Here is some information about romanisation of Cantonese if you are interested:
Romanisation system for Cantonese has an interesting history! Yale romanisation system [1] is (IMO) the most readable and also later on refined as Jyutping [2], another method used in more academic contexts which IMO is less readable (both used in GBoard as Cantonese input methods). However most persons and place names in HK use older system [3] developed in 1880s by Christian missionaries.
When people use Cantonese romanisation as part of their casual text chats on instant messaging or social media platforms, it’s usually a mix of both systems [1, 3], but rarely [2] but without the tone information (so lots of many-to-one mappings), mixed in with bits of English, making it hard to understand (even for a local Hong Kong person) without having good prior context of the entire conversation.
Not a Googler so I can only guess. But it seems like Google did try to treat Cantonese as a Chinese variant in the past, eventually they dropped it probably because they realised they're too different.
I know Google is actively working on the Cantonese version of Google Assistant, though not sure when it'll be officially released.
Whatever it is, Cantonese has different pronunciation, vocabulary and even grammar from Mandarin. Which means it takes a non trivial amount of work to adapt a language model designed for one to the other.
Source: I'm a native speaker of one and fully fluent in the other.
afaik Google needs a multilingual corpus. so if Cantonese is mostly written using Chinese characters, the corpus will be in Chinese characters.
and if written Cantonese is mostly informal (conversation, shop signs) it will not often be multilingual. so the approach that has worked for most languages wouldn't work then.
and it surely wouldn't work for a completely different, lossy orthography - without independent training.
I remember this being similar to the reason claimed for the use of leet speak back in the day (i.e, that it prevented searching of messages by 'the man' ); Interesting to see something so similar actually being practically applied in the present.
As a side note: If that would happen here in Flanders, not even Dutch speakers would be able to translate it. We have so many local dialects with their own pronunciation, and region bounded words, that only local people would understand what is written.
There's nothing which will translate that as far as I know, it's an entirely different problem than chinese characters since Cantonese is a separate language and the phonetics are not even standardized in these messages so there's no 1 to 1 mapping to characters either.
If you type the phonetic words in using the Google Keyboard in JyutPing mode, you will usually get the correct Chinese characters. The thing that would defeat this, though, is the deliberate introduction of very colloquial Chinglish puns.
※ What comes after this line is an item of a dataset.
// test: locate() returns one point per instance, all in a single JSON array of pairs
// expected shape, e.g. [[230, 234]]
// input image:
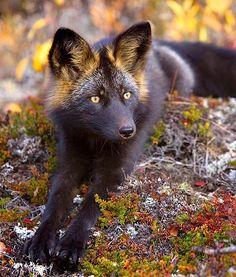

I tried feeding some of the phonetically spelled stuff into google translate and it was completely lost at sea. So no worries about the claim this could stuff up NLP/search, then.
No, you can actually type this straight into Google Translate and it will work fine. After selecting Chinese as the language, you have to set the input method as "Cantonese." Of course, Google Translate is banned in China. ;)
This isn't a secret code or anything; it's a standard romanization that almost everyone who learns Cantonese formally will learn. The thing is---formal education in Cantonese and other non-Mandarin Chinese languages is banned in schools in China. Mainlanders that speak Cantonese as a primary language often don't even know how to use it (I talked to a Cantonese-speaking girl from Zhuhai, and she was like "Can you show me what Jyutping looks like?" Bizarre).
It's pretty smart, and a bit of a slap in the face to the establishment, which has been forcing Mandarin down people's throats for the past 50 years or so.
Many things are banned in China, especially web services, in order to create an internal (was possibly exportable incubation, but not since 'progression' over the past 5 years after the government - hegemony of leaders and follows on, rather than government workers, themselves the mules).
But translate.google.cn is not banned on the mainland and Google services work very finely in Hong Kong.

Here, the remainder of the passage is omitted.